Proper construction of ‘carry on the conduct of litigation’
‘Conduct of litigation’ = the tasks (issuing, prosecuting, defending, ancillary steps).
‘Carry on’ = direction, control, and responsibility for those tasks.
Thus, an unauthorised person performing a task is not ‘carrying on’ the conduct of litigation if they do so for and on behalf of an authorised person who retains responsibility.
Ndole and Baxter were misunderstood
The Court of Appeal concluded that both Ndole Assets v Designer M&E Services [2018] EWCA Civ 2865 and Baxter v Doble [2023] EWHC 486 (KB) had been misunderstood because they were cases involving unauthorised persons acting for litigants in person, who have no right to delegate. They do not apply where an authorised person is supervising.
What tasks are (and are not) ‘conduct of litigation’?
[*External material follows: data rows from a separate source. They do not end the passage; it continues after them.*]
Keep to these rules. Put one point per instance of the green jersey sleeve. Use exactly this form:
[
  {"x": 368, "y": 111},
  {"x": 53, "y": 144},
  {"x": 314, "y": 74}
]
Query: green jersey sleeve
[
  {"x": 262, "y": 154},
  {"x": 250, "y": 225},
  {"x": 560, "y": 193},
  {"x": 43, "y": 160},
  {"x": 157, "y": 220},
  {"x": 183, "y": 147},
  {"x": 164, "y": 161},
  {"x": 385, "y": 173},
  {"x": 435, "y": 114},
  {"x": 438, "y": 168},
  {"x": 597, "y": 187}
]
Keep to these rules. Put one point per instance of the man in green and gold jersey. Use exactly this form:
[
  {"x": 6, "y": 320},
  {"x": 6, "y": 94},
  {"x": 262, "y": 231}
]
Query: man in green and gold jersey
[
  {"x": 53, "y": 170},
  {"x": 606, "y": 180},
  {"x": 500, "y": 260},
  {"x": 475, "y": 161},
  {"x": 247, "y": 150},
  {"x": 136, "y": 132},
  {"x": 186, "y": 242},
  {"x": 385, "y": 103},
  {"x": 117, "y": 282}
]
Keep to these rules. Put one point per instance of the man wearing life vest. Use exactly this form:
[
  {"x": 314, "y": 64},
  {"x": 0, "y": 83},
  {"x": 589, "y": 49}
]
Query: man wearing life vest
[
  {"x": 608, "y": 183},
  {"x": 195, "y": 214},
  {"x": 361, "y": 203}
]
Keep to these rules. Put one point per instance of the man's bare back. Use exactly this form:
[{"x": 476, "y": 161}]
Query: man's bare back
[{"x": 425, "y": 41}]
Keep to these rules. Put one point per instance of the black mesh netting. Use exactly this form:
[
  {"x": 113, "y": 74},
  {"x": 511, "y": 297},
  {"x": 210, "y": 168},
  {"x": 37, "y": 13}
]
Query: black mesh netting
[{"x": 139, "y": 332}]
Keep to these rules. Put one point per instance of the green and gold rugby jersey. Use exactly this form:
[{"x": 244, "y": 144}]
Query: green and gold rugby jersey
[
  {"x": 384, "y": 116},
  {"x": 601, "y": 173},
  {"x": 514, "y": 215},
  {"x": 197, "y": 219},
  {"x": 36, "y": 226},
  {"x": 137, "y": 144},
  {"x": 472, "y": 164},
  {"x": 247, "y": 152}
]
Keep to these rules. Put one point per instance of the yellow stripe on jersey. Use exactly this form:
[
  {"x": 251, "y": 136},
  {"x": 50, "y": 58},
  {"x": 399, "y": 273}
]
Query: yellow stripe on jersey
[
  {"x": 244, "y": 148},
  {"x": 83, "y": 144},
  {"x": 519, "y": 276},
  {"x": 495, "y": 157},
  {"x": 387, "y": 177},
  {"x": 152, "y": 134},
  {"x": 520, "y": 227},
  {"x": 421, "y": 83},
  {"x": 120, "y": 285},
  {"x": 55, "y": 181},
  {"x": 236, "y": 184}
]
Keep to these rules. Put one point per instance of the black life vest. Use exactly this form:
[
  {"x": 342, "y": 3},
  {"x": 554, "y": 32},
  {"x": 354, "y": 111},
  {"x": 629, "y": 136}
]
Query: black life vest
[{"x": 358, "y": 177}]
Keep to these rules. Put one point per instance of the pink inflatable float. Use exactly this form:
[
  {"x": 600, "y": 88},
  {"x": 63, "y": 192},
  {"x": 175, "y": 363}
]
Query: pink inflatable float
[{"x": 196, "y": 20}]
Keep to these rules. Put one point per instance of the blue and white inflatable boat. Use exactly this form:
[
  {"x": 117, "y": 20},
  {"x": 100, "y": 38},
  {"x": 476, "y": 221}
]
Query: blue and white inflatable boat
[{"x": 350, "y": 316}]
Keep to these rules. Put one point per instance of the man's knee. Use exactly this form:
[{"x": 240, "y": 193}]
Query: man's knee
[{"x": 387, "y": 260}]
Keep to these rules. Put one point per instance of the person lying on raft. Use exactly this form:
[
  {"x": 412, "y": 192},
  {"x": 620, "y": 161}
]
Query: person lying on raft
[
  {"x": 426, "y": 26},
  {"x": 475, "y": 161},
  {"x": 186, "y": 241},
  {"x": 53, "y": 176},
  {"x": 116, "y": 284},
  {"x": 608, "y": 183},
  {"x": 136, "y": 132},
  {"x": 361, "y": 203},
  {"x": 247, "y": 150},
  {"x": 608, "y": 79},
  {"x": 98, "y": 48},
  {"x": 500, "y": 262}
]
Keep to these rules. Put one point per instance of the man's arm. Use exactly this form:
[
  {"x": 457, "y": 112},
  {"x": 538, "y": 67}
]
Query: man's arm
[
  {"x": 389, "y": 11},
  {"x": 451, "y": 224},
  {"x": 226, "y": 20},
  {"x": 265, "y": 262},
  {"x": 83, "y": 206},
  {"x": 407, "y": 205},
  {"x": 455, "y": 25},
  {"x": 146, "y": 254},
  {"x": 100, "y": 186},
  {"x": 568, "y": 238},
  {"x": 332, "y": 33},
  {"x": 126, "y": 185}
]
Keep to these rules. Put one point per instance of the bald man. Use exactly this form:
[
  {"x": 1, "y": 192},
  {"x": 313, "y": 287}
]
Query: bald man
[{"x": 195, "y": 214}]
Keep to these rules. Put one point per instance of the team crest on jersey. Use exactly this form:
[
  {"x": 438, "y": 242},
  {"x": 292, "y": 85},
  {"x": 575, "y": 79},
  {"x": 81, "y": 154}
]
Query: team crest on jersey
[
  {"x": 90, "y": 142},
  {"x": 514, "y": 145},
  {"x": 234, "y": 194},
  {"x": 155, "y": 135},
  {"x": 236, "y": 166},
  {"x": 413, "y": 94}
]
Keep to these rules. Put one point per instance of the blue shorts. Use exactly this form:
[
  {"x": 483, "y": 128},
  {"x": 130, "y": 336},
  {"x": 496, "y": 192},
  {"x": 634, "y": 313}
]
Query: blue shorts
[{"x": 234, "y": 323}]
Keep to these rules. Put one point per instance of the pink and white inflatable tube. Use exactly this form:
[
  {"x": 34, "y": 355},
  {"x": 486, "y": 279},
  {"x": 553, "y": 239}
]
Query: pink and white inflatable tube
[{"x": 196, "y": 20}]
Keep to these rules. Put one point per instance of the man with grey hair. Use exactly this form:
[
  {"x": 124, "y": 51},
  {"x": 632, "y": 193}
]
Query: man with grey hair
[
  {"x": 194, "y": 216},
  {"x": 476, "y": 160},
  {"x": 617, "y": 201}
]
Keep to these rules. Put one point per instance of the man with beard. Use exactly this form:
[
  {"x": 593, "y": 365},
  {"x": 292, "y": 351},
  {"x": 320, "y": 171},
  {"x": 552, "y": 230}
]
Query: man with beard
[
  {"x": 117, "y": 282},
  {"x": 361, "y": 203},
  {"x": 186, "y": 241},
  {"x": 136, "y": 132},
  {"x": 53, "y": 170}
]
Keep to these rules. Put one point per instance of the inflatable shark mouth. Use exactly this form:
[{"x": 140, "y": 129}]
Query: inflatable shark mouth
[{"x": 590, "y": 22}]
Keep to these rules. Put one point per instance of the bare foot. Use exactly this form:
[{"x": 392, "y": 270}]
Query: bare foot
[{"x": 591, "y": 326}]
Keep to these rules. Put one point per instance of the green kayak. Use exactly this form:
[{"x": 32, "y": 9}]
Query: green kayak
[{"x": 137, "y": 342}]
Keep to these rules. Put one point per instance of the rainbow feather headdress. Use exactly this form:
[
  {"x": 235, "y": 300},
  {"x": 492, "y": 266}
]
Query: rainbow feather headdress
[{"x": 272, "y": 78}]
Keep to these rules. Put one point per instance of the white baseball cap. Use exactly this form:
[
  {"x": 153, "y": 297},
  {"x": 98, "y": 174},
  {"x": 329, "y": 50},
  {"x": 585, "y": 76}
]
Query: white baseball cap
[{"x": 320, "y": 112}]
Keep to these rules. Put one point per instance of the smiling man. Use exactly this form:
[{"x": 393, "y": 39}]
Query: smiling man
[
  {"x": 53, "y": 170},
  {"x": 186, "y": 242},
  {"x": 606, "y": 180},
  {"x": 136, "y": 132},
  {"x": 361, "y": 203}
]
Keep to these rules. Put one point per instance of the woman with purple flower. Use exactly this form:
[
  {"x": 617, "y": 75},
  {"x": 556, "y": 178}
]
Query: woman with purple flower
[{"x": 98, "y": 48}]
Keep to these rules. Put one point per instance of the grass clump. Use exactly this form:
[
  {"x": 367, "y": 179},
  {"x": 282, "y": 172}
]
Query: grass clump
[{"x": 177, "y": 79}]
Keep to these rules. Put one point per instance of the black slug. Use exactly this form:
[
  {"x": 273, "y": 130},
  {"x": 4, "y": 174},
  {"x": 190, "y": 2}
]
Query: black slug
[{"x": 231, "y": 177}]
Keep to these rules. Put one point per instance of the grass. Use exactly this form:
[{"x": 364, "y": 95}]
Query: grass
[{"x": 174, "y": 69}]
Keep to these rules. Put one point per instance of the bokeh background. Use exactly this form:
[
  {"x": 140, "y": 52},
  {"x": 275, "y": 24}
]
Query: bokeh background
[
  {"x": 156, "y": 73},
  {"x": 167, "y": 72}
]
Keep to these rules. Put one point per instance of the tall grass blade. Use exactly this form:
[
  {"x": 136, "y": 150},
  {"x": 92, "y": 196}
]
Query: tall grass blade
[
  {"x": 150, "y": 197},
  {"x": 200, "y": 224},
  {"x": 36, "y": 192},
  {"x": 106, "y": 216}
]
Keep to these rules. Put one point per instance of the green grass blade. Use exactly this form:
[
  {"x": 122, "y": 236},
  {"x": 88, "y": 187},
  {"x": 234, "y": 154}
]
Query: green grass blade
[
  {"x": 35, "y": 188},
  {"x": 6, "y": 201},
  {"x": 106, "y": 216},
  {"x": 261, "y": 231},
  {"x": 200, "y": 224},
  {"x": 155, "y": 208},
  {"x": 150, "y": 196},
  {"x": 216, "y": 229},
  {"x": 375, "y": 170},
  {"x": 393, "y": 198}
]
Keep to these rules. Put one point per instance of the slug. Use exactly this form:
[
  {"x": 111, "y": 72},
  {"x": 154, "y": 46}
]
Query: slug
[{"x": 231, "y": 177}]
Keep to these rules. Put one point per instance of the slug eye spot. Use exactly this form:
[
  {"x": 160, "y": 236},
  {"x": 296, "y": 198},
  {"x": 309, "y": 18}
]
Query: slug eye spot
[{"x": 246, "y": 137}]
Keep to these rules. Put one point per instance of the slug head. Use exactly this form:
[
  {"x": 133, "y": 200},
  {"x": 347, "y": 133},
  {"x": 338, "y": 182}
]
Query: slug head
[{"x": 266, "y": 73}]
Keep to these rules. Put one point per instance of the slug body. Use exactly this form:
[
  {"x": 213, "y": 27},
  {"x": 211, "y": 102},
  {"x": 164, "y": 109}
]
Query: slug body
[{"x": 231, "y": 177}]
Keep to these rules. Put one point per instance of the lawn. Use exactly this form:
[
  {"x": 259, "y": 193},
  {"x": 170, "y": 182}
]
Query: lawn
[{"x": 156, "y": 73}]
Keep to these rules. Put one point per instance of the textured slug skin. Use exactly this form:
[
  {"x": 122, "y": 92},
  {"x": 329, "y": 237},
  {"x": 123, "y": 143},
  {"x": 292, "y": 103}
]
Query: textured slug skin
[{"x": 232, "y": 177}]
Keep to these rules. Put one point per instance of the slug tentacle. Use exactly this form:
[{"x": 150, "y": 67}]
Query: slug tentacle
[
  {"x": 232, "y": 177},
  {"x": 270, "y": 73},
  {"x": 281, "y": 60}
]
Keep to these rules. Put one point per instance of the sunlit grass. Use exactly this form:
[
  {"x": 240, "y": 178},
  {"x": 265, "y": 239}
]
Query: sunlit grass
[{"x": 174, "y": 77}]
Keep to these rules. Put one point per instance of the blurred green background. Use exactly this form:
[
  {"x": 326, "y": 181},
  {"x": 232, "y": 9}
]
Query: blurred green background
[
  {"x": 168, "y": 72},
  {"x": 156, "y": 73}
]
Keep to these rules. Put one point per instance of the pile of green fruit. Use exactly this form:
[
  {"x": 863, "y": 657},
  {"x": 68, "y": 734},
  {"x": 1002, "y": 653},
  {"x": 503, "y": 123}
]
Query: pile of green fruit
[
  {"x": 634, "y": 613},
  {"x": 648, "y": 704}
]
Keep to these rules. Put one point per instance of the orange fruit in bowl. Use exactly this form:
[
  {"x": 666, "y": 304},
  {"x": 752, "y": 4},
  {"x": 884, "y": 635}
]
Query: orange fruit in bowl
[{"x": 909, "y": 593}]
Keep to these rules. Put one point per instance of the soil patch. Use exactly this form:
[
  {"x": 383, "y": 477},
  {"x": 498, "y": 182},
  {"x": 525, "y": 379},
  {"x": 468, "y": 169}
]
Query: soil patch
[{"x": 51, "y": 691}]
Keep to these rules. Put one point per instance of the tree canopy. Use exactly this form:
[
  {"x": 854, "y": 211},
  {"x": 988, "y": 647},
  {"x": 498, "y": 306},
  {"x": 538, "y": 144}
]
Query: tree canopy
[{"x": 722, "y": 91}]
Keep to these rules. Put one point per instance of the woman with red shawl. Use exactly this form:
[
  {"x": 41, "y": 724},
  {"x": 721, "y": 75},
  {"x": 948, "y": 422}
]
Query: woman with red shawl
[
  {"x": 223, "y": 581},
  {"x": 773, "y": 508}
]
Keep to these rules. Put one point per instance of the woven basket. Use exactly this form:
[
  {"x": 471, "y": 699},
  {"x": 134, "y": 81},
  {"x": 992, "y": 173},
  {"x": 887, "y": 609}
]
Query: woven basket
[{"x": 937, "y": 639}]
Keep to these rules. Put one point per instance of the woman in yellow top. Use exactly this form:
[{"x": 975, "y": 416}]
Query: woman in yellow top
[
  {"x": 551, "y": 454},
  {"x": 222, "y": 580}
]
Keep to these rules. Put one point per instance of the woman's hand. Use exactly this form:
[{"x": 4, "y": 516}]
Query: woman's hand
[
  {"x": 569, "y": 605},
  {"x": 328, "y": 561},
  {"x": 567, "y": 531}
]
The court declined to produce a definitive list, but gave helpful guidance:
Clearly within the conduct of litigation
- Issuing proceedings.
- Formal steps such as service of claim forms or statements of case.
- Other ‘ancillary functions’ that are formal in nature.
Clearly not within the conduct of litigation
- Pre‑action work.
- Giving legal advice.
- Correspondence with opponents.
- Gathering evidence.
- Instructing experts or counsel.
- Signing statements of truth (where permitted).
- Signing documents the CPR allows a ‘legal representative’ to sign.
What does ‘appropriate supervision’ mean?
The Court of Appeal endorsed a flexible, risk‑based approach. For example:
- High‑risk or complex matters → closer supervision, possibly prior approval.
- Routine, low‑value, high‑volume work → general instructions, sampling, periodic meetings may suffice.
Practical implications for solicitors
A. Delegation is lawful – but must be properly supervised
Firms should ensure:
- Clear lines of responsibility.
- Documented supervision structures.
- Regular review and sampling.
- Clear escalation procedures.
- Training for unauthorised staff.
B. No need for prior approval of every document
The court expressly rejected the Law Society/SRA’s earlier position.
C. Issuing proceedings can be delegated
Provided the authorised individual retains responsibility.
D. Regulators may update their guidance in due course
Expect further updates from your regulator.
Why the case matters
This is the most significant appellate decision on the conduct of litigation since the 2007 Act came into force. It restores the status quo, prevents criminalisation of routine practice, protects access to justice, and supports the viability of many family law firms as well as law centres and high‑volume litigation practices.
Conclusion
The court’s message is clear: Delegation is lawful. Responsibility is what matters.